You can request that we delete your personal information in certain circumstances.

Right to Restrict Processing

You can request that we limit how we use your personal information.

Right to Data Portability

You can request a copy of your data in a commonly used, machine-readable format.

Right to Object

You can object to our processing of your personal information in certain circumstances.

Rights Related to Automated Decision-Making

We do not use automated decision-making or profiling in our services.

How to Exercise Your Rights

To exercise any of these rights, please contact us at:

Email: [email protected]
Address: 42 Hanover Street, Edinburgh, EH2 2DR, United Kingdom

We will respond to your request within one month. In complex cases, we may extend this by two additional months.

Data Protection Officer

For questions about data protection, you can contact our team at the email address above.

Data Retention

We retain personal information only for as long as necessary to:

  • Provide our services to you
  • Comply with legal obligations
  • Resolve disputes
  • Enforce our agreements

International Data Transfers

We store and process data within the United Kingdom.
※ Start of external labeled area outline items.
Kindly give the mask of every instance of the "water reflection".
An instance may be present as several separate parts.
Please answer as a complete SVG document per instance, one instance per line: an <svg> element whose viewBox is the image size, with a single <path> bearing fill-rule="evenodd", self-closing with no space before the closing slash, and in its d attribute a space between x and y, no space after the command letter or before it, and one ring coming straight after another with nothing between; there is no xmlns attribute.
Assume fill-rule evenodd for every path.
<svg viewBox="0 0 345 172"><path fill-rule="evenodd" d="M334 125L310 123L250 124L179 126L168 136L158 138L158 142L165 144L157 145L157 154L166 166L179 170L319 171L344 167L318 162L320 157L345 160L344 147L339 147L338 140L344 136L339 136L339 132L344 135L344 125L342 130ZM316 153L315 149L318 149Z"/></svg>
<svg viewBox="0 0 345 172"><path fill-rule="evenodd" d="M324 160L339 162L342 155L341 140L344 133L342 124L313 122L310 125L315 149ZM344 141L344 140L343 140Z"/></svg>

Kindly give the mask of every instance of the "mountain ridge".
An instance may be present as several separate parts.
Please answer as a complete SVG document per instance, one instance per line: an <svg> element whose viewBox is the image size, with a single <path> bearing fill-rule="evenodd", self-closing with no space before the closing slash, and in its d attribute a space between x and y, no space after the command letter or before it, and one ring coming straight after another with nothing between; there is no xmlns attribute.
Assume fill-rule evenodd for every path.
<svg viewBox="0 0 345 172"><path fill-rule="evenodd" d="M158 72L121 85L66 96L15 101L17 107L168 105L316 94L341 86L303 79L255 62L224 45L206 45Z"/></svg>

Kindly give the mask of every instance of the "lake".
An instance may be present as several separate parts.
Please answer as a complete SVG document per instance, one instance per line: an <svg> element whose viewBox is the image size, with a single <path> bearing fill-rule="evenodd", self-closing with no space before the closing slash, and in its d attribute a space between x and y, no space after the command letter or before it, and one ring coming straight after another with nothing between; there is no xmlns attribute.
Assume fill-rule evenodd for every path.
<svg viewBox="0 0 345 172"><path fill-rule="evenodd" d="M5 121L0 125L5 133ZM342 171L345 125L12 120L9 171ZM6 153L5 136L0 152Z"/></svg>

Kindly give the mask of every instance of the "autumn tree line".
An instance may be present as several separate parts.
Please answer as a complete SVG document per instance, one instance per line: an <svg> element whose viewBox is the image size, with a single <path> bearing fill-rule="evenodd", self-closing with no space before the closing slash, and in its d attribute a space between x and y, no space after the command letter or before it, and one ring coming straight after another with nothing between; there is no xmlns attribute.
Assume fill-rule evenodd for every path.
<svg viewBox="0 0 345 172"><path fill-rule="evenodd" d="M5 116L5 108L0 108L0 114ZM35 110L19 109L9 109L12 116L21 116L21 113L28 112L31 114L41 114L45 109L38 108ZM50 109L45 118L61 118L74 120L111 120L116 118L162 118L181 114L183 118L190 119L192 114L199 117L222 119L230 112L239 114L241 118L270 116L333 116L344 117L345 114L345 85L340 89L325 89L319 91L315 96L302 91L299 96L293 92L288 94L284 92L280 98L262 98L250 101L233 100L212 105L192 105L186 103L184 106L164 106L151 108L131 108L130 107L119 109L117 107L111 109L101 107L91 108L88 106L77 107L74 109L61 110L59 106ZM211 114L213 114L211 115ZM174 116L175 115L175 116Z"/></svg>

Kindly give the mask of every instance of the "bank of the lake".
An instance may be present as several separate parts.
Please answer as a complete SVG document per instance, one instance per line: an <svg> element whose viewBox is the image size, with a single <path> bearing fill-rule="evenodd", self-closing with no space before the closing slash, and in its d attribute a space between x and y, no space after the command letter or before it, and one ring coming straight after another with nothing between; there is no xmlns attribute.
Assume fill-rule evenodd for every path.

If we transfer data outside the UK, we ensure appropriate safeguards are in place.

Data Security Measures

We implement appropriate technical and organisational measures including:

  • Encryption of data in transit and at rest
  • Regular security assessments
  • Access controls and authentication
  • Staff training on data protection
  • Incident response procedures

Data Breach Notification

In the event of a data breach that poses a risk to your rights and freedoms, we will notify you and the relevant supervisory authority within 72 hours of becoming aware of the breach.

Children's Data

We process data about children only with parental consent. Parents and guardians have the right to access, rectify, or erase their child's information at any time.

Complaints

If you believe we have not complied with GDPR, you have the right to lodge a complaint with the Information Commissioner's Office (ICO):

Website: ico.org.uk
Phone: 0303 123 1113

Updates to This Page

We may update this information to reflect changes in our practices or legal requirements. Please check this page periodically for updates.